Trigeminal arterial branch from the r3 ascending vessel. (A) Transverse section of an adult goldfish hindbrain retrogradely labeled with dextran‐conjugated biotin, nickel‐toned, and counterstained with cresyl‐violet showing the trigeminal motor nucleus (white V mot) and the axons, dendrites and cell bodies of reticulospinal neurons and projections from the spinal cord. The main r3 central artery (CA) cannot be seen due to plane of section, but some of its branches are shown, specifically the trigeminal artery (V br) and cerebellar branches (CB br). (B) Higher magnification of the trigeminal motor nucleus and its arterial supply branch (V br). (C) Detail of the same trigeminal nucleus and its main vessel showing overlap of reticulospinal dendrites and motor nucleus. (D) Adult goldfish hindbrain retrogradely labeled with dextran‐conjugated biotin and immunostained with ChAT demonstrating the main ascending branches (r3 asc) of the r3 central arterial trunks (r3 CA). The rhombomere 3 location can be verified by the presence of the trigeminal motor nucleus (V) located in r2/3. The main trigeminal artery is visible as well as the facial sensory tract (VII sens). (E) Differential interference contrast (DIC) images from 10 optical planes within the section were used to produce an extended depth of field projection (AxioVision) of the r3 ascending branch and the trigeminal artery (V br) supplying the trigeminal motor nucleus (V). Note the sharpness of the DIC image, as individual trigeminal motor neurons can be distinguished. CB br, cerebellar branches; IV vent, fourth ventricle; r, rhombomere; r3 asc, r3 ascending branch; V br, trigeminal artery; V mot, trigeminal motor nucleus; VII sens, facial sensory tract.

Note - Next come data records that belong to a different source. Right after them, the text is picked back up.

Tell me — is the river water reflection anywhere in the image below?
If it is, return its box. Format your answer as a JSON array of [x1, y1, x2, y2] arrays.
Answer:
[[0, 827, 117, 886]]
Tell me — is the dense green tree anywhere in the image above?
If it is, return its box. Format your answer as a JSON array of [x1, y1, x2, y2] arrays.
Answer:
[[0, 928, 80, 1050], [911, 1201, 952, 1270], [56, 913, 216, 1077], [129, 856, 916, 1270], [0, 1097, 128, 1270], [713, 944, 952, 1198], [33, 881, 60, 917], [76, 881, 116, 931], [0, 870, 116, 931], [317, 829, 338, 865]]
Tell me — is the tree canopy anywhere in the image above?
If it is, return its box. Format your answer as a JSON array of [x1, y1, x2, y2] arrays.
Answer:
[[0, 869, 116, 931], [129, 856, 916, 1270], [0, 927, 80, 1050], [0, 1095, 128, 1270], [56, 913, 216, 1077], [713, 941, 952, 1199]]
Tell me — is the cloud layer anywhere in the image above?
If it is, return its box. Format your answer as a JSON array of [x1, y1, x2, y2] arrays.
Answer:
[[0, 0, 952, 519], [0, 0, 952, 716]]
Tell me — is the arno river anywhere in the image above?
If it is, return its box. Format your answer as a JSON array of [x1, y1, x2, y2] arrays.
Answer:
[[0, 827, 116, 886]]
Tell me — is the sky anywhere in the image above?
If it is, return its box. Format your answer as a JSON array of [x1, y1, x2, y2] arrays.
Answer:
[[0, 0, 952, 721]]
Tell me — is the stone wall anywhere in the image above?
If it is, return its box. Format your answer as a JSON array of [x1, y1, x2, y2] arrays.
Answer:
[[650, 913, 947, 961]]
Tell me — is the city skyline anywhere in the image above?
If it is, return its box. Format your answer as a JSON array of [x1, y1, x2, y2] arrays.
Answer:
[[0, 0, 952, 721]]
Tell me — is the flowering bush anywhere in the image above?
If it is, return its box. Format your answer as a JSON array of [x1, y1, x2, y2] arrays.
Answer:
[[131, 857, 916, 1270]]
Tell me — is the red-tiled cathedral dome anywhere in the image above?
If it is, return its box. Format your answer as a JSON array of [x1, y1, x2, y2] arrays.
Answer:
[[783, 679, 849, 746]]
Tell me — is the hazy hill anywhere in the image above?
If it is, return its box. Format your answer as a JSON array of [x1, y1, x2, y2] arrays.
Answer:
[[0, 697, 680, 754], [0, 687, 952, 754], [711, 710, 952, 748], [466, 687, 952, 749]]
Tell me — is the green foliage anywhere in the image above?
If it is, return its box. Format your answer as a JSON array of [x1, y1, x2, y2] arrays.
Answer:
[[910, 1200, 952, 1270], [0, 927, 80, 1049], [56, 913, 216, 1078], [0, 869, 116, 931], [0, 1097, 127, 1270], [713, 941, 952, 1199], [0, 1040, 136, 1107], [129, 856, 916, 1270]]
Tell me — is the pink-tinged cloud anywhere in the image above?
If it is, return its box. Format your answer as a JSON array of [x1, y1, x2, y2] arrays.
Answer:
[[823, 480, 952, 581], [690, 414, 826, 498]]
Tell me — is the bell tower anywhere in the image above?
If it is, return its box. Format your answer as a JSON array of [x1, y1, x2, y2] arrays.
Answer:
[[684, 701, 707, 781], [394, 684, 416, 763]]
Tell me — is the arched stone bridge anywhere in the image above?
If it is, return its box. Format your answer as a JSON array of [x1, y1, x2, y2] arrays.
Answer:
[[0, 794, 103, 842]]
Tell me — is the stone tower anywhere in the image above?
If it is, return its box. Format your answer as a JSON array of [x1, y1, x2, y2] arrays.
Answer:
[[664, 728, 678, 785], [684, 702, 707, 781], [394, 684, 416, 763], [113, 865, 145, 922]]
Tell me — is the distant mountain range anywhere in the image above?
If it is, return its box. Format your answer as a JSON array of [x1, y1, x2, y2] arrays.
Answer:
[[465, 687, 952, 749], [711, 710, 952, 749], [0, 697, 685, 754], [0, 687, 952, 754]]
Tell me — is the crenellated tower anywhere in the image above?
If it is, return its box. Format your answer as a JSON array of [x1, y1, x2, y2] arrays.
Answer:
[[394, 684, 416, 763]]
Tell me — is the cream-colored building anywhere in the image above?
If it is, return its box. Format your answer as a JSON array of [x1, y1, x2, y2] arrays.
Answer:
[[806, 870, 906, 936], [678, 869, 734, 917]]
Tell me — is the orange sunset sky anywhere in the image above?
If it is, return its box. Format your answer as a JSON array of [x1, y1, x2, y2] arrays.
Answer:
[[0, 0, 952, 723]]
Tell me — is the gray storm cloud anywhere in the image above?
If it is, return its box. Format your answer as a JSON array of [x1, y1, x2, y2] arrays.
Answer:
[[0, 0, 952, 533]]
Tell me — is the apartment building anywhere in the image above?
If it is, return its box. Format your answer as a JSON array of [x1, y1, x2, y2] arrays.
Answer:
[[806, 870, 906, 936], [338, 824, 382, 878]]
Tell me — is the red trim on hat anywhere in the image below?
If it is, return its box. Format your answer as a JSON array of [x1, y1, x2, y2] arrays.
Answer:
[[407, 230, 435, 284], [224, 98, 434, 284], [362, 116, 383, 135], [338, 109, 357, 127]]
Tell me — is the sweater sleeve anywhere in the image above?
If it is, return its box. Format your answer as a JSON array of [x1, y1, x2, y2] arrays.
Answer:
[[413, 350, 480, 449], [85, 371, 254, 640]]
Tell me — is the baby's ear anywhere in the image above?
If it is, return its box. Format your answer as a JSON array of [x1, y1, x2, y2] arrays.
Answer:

Scale bars: 1 mm (A,D), 500 μm (B), 250 μm (C,E).

Figure 8

Dual r3 central artery variation. A consecutive series of horizontal sections of an adult goldfish hindbrain retrogradely labeled from the spinal cord with dextran‐conjugated biotin and counterstained with cresyl violet shows a variation of doubled r3 stems (A) and the rhombomeric organization of the black reticulospinal neurons (RS; B–E). Moving through the montage, the sections continue dorsally, with the more rostral r3 stem (r3R) sending paramedian branches to the right side (B) and the caudal r3 stem (r3C) sending paramedian branches to the left (C). The main stems diverge from each other and course to sides opposite to the paramedian branches, with all further branching limited to one side of the hindbrain (D–H). IV vent, fourth ventricle; PM, paramedian branches; r3C, caudal r3 central artery; r3R, rostral r3 central artery; RS, reticulospinal neurons; VII mot, facial motor tract. Scale bar: 1 mm (A–H).

Figure 9

Overall neurovascular pattern in adult goldfish. Reconstruction of adult goldfish hindbrain retrogradely labeled from spinal cord with dextran‐conjugated biotin. Schematic overlay of blue rhombomeric (1–8) boundaries, green motor nuclei and red central arterial stems and branches. CA, central arteries of the hindbrain; III‐X, cranial motor nuclei; MB, midbrain; Mes, mesencephalic arteries; OLE, octavolateral efferent nucleus; OS, occipito‐spinal motor column; r, rhombomere; SC, spinal cord; VL, vagal lobe. Scale bar: 1 mm.